Likewise, Crystal Anzulewicz is Plaintiff's chief financial officer. Id. In that role, she reviewed LocalBlox's financials that precipitated this lawsuit. The deposition of Anzulewicz was, therefore, necessary to determine whether LocalBlox's finances were in compliance with the settlement agreement and the appropriateness of any potential damages. Brad Brown is Plaintiff's chief technology officer. Id. Brown's testimony was necessary to the technical aspects of the instant case, including data issues and server usage compliance. Finally, Craig Smith is a former employee of Plaintiff and LocalBlox with firsthand knowledge of LocalBlox's relationship with its customer TrueInfluence, Inc. Id. Craig Smith's testimony was necessary since Plaintiff put the LocalBlox and TrueInfluence, Inc. relationship directly at issue.
In light of the necessity of both Defendant Rahman's previously conducted depositions and the proposed additional depositions, the Court finds that the Non-Parties’ depositions are relevant and proportional to the needs of the instant case. Accordingly, the Court grants Defendant Rahman's request for leave to exceed the ten-deposition limit to the extent necessary to depose the Non-Parties remotely via Zoom.

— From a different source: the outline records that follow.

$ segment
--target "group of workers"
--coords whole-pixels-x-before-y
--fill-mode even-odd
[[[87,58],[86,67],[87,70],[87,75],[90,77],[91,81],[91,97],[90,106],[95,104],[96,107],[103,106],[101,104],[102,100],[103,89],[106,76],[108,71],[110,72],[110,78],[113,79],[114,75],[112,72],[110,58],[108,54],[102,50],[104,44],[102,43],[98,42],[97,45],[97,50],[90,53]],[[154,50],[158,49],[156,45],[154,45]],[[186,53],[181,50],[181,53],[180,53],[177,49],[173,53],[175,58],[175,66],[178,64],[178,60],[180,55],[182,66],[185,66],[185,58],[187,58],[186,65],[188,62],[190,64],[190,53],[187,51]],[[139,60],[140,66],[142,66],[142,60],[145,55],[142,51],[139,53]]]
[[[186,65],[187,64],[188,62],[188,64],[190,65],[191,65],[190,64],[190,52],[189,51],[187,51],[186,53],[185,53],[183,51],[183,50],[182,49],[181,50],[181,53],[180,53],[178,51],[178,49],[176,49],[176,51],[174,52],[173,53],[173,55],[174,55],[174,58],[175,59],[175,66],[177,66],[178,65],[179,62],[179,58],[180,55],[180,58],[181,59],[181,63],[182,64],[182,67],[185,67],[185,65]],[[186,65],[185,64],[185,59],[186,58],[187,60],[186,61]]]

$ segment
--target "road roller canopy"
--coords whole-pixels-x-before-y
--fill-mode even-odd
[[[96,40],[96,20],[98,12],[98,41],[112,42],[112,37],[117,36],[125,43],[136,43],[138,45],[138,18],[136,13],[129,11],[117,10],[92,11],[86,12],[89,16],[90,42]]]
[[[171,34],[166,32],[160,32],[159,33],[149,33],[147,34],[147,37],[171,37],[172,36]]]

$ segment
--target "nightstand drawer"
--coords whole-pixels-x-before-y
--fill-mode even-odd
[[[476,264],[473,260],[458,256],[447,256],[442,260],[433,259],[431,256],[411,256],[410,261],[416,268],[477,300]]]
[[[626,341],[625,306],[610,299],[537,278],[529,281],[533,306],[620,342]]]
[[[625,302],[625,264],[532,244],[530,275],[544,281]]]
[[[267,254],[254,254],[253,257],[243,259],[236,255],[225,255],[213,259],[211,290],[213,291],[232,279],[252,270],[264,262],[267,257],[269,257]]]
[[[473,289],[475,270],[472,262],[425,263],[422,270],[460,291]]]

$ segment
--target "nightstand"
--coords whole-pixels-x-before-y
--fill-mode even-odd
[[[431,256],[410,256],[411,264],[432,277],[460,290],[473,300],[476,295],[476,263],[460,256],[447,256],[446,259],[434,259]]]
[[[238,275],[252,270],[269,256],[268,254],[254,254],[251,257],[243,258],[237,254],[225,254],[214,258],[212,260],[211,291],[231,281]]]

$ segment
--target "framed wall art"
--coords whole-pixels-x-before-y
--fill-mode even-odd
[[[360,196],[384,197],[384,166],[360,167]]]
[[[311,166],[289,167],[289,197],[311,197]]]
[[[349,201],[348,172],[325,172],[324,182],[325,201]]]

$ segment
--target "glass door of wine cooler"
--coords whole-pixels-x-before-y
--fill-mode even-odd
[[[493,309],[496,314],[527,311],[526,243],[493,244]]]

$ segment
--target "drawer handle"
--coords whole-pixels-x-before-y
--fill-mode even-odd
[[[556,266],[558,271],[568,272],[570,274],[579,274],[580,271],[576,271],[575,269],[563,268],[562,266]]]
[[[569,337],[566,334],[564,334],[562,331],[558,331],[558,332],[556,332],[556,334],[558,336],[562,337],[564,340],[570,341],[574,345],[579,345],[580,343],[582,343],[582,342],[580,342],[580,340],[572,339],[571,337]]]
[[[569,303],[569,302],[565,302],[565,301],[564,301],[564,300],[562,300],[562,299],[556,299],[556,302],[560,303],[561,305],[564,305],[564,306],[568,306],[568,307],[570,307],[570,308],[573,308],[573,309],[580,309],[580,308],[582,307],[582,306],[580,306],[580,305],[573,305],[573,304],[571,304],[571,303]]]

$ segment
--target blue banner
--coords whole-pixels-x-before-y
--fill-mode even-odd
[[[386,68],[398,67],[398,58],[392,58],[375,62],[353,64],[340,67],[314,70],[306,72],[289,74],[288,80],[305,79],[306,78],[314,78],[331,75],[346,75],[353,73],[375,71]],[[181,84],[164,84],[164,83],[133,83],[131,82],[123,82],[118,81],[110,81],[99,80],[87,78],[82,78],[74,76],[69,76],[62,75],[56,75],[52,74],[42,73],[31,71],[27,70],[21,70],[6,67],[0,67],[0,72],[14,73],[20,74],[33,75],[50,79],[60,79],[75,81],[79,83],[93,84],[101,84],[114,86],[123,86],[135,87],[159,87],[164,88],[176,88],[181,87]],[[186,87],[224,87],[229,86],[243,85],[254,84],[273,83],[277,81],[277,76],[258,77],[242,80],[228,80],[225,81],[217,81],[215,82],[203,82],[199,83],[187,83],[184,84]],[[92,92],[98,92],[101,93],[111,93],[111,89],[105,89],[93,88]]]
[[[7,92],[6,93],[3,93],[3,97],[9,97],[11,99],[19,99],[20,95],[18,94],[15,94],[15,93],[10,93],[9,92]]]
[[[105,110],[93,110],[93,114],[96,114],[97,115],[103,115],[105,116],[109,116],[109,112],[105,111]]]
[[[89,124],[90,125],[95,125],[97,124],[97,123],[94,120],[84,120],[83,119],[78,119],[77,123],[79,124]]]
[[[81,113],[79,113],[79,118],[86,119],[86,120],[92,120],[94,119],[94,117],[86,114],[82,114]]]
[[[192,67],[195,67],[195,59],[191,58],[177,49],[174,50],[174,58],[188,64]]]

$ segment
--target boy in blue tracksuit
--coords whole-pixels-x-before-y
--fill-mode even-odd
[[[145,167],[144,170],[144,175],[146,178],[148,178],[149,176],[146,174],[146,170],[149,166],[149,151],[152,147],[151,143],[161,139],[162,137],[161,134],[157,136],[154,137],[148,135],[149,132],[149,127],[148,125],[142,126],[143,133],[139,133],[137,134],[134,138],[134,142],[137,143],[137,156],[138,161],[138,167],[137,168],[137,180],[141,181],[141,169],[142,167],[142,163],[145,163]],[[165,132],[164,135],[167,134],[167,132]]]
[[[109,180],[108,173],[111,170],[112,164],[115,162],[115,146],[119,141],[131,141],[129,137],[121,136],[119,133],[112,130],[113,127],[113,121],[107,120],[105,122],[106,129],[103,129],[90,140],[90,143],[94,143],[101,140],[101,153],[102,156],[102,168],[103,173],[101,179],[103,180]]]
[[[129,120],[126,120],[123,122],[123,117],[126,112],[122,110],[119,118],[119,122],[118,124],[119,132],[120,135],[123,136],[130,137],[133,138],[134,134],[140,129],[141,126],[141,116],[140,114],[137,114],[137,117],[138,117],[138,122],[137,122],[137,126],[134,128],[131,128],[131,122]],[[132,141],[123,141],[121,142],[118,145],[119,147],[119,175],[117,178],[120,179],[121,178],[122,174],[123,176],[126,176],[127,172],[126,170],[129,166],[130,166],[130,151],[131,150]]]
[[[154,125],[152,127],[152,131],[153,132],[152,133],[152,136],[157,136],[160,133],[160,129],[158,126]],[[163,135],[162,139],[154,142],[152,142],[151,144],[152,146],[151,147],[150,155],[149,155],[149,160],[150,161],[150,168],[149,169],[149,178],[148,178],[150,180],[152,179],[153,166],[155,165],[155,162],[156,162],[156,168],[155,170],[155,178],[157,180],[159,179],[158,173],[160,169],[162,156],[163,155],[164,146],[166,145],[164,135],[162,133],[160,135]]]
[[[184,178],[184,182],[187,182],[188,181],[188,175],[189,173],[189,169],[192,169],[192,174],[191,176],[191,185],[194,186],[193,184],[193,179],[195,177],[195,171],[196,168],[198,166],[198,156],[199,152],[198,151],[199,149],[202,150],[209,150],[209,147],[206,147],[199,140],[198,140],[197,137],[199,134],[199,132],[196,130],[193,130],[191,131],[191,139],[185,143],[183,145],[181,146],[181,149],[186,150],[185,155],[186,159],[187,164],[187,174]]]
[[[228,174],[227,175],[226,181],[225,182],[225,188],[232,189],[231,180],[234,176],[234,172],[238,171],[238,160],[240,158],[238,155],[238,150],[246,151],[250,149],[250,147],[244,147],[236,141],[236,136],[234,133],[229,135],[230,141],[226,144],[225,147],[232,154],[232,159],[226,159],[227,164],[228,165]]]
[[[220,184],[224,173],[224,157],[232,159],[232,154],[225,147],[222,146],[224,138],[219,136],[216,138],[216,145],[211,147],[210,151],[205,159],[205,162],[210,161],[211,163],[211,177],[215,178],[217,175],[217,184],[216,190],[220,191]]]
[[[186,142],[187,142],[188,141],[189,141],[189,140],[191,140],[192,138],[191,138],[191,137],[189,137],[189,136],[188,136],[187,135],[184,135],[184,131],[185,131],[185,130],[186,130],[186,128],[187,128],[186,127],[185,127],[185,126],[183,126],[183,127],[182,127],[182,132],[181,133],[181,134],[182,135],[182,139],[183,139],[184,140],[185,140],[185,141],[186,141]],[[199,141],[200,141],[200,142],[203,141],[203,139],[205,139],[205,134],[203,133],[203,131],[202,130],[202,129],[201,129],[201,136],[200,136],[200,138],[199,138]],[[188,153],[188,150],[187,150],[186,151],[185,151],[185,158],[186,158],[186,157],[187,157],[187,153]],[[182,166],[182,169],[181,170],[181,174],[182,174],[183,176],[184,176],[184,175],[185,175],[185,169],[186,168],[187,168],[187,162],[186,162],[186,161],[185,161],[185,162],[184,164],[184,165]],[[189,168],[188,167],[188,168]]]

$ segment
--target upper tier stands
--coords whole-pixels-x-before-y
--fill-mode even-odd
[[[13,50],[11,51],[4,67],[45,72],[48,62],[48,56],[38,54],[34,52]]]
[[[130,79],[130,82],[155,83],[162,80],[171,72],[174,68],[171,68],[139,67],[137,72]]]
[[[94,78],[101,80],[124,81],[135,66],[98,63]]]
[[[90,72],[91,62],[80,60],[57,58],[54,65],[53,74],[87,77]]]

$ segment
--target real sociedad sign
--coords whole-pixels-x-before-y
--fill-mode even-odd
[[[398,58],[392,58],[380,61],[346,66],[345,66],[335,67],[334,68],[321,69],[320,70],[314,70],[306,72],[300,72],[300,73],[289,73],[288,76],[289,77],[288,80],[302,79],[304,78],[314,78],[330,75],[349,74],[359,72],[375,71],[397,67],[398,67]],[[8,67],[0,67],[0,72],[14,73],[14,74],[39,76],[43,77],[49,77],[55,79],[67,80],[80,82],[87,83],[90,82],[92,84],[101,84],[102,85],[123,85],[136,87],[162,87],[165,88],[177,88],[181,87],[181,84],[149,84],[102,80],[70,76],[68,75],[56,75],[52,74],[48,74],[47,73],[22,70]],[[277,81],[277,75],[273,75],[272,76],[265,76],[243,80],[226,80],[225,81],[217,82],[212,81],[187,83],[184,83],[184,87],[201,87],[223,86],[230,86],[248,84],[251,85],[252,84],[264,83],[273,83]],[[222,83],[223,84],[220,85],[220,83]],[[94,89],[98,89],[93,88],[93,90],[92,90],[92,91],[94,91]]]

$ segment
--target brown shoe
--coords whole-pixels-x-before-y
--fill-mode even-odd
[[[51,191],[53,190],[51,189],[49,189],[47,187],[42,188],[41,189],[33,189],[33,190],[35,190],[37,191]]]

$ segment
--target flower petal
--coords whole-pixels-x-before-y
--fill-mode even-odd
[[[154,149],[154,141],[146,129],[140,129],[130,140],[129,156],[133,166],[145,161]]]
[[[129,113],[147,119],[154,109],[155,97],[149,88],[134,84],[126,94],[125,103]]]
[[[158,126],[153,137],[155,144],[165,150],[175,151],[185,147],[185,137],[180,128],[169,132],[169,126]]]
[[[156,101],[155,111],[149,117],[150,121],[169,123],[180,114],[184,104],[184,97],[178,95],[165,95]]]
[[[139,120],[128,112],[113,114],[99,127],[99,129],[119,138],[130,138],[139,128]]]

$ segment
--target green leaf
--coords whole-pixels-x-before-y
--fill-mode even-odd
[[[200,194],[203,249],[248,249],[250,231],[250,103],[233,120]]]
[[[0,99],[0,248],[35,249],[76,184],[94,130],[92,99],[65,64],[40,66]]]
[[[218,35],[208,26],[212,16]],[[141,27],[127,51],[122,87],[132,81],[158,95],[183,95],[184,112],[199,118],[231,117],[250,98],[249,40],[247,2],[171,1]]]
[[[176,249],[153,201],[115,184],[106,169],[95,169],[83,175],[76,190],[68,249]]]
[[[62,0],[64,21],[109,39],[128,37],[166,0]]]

Pursuant to this Order, the parties are to select a mutually agreeable date and time, prior to the November 15, 2021 discovery cutoff, to conduct the Zoom depositions of Videal, Kerimov, Osmani, and Data-Dynamix.
In light of the Court's willingness to grant leave to exceed the deposition limit, the Court finds no need to consider Defendant Rahman's argument that he has currently only conducted six depositions. Regardless of how Defendant Rahman's previous depositions are counted, the Court finds that the Zoom depositions of Videal, Kerimov, Osmani, and Data-Dynamix may be conducted.
III. CONCLUSION
After careful review of the Motion, the Response, and the Reply thereto, the court file, and applicable law, it is hereby
ORDERED AND ADJUDGED as follows:
(1) Plaintiff's Motion for Protective Order (ECF No. 135) is DENIED.
(2) Defendant Ashfaq Rahman's Motion for Leave to Exceed Deposition Limit (ECF No. 142) is GRANTED to the extent necessary to depose Videal, Kerimov, Osmani, and Data-Dynamix remotely via Zoom.
(3) Pursuant to this Order, the parties are to select a mutually agreeable date and time, prior to the November 15, 2021 discovery cutoff, to conduct the Zoom depositions of Videal, Kerimov, Osmani, and Data-Dynamix.
DONE AND ORDERED at Fort Lauderdale, Florida, this 5th day of November 2021.